As a discipline within the department of Anthropology and Middle Eastern Cultures, archaeology allows students to delve into past millennia to unearth and interpret ancient cultures. Their discoveries are not only helping solve the world's oldest mysteries but also providing deeper insights into modern society's most pressing challenges.
By applying learnings gleaned from the past, students are developing improved agricultural techniques, revolutionizing the planning of public spaces and preparing for careers as varied as law, public administration and university teaching and research.
Moreover, they are validating some of Western civilization's most highly regarded beliefs.
Unprecedented findings of MSU student and faculty researchers working in the Middle East helped prove the existence of two cultural icons long thought to be mythical – the Bible’s King Solomon and King David. Through accurate study of artifacts and unique findings, students working in Israel also helped resolve a longstanding debate about whether governments existed in the 10th century.
These recent breakthroughs placed Mississippi State among the most influential academic institutions in the field.
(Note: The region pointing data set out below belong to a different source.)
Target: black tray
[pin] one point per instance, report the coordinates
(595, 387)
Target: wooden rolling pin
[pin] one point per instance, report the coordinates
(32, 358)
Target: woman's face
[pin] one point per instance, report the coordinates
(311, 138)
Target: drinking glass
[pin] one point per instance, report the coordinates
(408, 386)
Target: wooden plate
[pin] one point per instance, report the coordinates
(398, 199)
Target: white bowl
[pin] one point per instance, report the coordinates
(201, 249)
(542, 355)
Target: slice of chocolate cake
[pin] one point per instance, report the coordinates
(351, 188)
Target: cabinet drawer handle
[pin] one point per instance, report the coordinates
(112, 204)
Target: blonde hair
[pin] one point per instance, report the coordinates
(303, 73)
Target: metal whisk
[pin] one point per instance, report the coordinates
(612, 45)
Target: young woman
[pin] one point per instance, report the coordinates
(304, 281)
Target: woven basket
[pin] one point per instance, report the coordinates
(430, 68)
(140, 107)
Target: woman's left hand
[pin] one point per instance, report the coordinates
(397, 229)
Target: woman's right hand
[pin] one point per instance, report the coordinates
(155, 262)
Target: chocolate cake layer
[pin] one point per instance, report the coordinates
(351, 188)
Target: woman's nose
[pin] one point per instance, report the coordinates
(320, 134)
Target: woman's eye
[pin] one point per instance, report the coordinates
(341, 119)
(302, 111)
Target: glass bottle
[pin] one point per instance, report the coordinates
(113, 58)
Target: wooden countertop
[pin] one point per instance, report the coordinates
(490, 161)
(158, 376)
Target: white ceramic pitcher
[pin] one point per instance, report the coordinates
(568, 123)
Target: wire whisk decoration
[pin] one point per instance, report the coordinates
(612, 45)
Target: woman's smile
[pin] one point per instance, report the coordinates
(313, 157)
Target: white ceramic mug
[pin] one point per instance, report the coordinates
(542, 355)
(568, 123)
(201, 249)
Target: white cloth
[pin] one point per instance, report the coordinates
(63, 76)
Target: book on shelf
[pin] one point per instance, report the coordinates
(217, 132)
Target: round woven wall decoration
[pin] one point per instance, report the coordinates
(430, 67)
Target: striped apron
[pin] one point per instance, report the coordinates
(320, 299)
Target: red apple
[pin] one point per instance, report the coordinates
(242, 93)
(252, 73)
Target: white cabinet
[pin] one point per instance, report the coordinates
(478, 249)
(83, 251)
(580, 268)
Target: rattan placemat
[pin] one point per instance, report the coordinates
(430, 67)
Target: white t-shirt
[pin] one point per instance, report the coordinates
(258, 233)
Jimmy Hardin is an associate professor in MSU’s Department of Anthropology and Middle Eastern Cultures.
MSU provides students a full range of archaeological research, including basic cultural and historical investigations, field excavations, laboratory analysis and report preparation, as well as cultural resource management and public archaeology. Students have the opportunity to apply learnings by helping businesses, municipalities and government agencies understand and comply with cultural and environmental laws and regulations.
Archaeological exploration in the Middle East is part of the Cobb Institute’s mission. It helps expand students’ extensive study of more familiar, local societies in Mississippi and North America where Native American cultures are the primary focus.
Local study and studies abroad help prepare students for careers with museums, government agencies, human services organizations and international research opportunities.